Vanderbilt is the second largest funding recipient of AHA research monies in the country with 29 awards totaling nearly $4 million.

“We have several investigators at VUMC receiving funding from the AHA,” said Scott Baldwin, M.D., Katrina Overall McDonald Professor of Pediatrics and professor of Cell and Developmental Biology. “In our region, we are one of the major recipients of those funds.

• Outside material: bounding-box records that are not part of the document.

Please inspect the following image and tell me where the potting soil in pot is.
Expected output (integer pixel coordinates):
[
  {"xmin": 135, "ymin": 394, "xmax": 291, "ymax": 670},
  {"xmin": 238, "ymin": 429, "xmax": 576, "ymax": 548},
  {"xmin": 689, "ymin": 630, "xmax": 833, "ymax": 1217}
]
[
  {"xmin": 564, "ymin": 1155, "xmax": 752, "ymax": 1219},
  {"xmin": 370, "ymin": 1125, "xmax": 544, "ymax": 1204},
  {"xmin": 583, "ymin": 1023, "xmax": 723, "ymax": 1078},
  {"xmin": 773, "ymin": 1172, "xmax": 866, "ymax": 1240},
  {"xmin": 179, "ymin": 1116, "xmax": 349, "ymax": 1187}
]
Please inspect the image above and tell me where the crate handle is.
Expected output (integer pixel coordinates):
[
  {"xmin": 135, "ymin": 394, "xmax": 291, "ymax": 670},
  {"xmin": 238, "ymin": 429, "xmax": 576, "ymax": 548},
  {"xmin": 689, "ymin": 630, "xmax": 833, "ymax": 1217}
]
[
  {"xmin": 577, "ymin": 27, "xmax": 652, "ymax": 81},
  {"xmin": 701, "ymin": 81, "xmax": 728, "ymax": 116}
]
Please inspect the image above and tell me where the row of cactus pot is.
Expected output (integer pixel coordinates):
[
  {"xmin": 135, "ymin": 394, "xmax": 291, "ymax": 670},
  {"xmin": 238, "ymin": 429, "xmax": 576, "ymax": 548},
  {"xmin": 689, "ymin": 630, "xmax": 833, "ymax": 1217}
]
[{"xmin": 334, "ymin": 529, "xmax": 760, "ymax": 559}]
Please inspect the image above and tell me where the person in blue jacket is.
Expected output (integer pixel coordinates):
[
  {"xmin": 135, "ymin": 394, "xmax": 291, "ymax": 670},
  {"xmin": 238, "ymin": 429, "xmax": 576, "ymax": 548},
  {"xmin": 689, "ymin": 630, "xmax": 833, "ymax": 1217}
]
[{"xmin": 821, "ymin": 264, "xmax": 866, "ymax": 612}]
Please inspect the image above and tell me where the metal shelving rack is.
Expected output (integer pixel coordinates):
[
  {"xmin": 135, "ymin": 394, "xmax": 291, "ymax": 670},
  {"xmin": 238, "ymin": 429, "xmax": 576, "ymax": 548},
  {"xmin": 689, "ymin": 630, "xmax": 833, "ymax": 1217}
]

And that amount we receive increases each year.

“AHA funding allowed me to get my laboratory started and help jump start my investigative career,” said Baldwin, vice chair of Laboratory Sciences in Pediatrics.

Baldwin applauds the AHA for its focus on young investigators because competition for funding is very tough and it gives them a chance to establish labs and set up studies and research programs without worrying about competing against more experienced investigators.

“It’s really a big boost for young physicians and if they get funded early they can establish themselves and begin submitting grants to the NIH,” he said.

AHA helps fund Vanderbilt’s research on prevention of heart attacks, understanding congenital heart disease and most recently looking at how obesity affects the heart.

Baldwin serves as president of the board for the Nashville American Heart Association and is serving on the review committee for grants.

The American Heart Walk will be held Sunday, Oct. 10. Festivities begin at noon with face painting, games and activities. Registration is at 1 p.m. and the walk starts at 2 p.m.

The last team captain luncheon is Thursday, Oct. 7 in the First Tennessee Conference Theater in VCH, room 2210. Lunch will be served from 11 a.m.-1 p.m. Team captains can turn in money and collect a team T-shirt between 10 a.m. and 2 p.m. at this same location.